There is also a Prometheus federation feature. You can have a federate endpoint and allow Prometheus to expose its metrics to other Prometheus services. This allows you to pull metrics around different subnets. So we can have another Prometheus in a different subnet scrapping the other Prometheus. So the federate option allows you to link these two let’s say, Prometheus solutions together very easily.
- Prometheus Monitoring: Modern Kubernetes
So here we have a Kubernetes platform, and we have a bunch of containers or VM running in a Kubernetes cluster. In this type of environment, we would usually create a namespace; for example, we could call the namespace monitoring. So here, we deploy a Prometheus pod in our environments. So the Prometheus pod YAML file will point to the Kubernetes API. The Kubernetes API has a metric server, which will get all metrics from your environments. So here we are getting metrics for the container processes. If you want to have instrumentation for your application, we have the option to deploy the library in your code. This can be done with Prometheus code libraries. So we now have a metrics endpoint similar to before, and we can grab metrics specific to your application. So we have a metrics endpoint on each container that Prometheus can scrape.
Diagram: Exposing metrics to Prometheus. Link to YouTube video.
Exposing Runtime Metrics: The Prometheus Exporter
- Exporter Types:
To enable Prometheus monitoring, you must add a metric API to the application containers to support this. For applications that don’t have their metric API, we use what is known as an Exporter. This utility reads the runtime metrics the app has already collected and exposed them on an HTTP endpoint. Prometheus can then look at this HTTP endpoint. So we have different types of Exporters that collect metrics for different runtimes, such as a JAVA Exporter, which will give you a set of JVM statistics and a .NET Exporter will give you a set of windows performance metrics. Essentially, we are adding a Prometheus endpoint to the application. In addition, we use an Exporter utility alongside the application. So we will have two processes running in the container.

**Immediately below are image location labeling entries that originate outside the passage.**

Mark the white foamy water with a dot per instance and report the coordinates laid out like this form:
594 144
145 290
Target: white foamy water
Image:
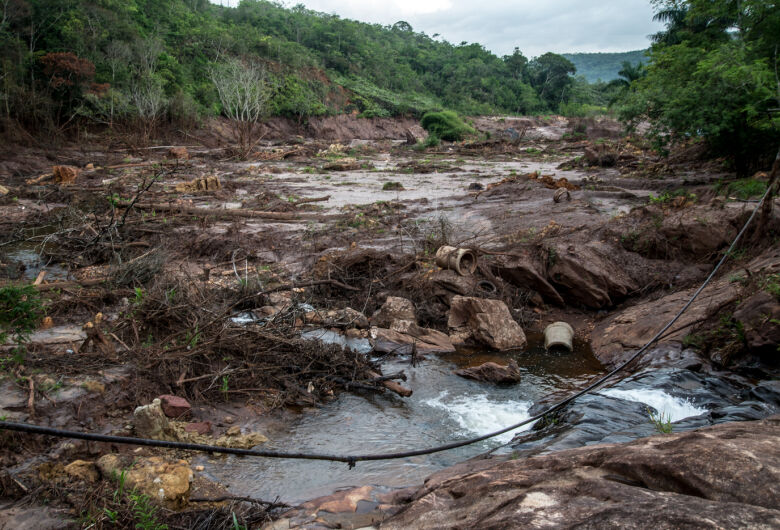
671 407
477 414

Diagram: Prometheus Monitoring Example.
With this approach, you don’t need to change the application. So this could be useful for some regulatory environments of cases where you simply can’t make changes to the application code. So now you have application runtime metrics without changing any code. This is the operating system and application host data already being collected in the containers. To make these metrics available to Prometheus, you need to add an Exporter to the Docker Image. Many are using the Exporters for legacy applications, instead of changing the code to support Prometheus monitoring. So essentially, what we are doing is exporting the statistics to a metric endpoint.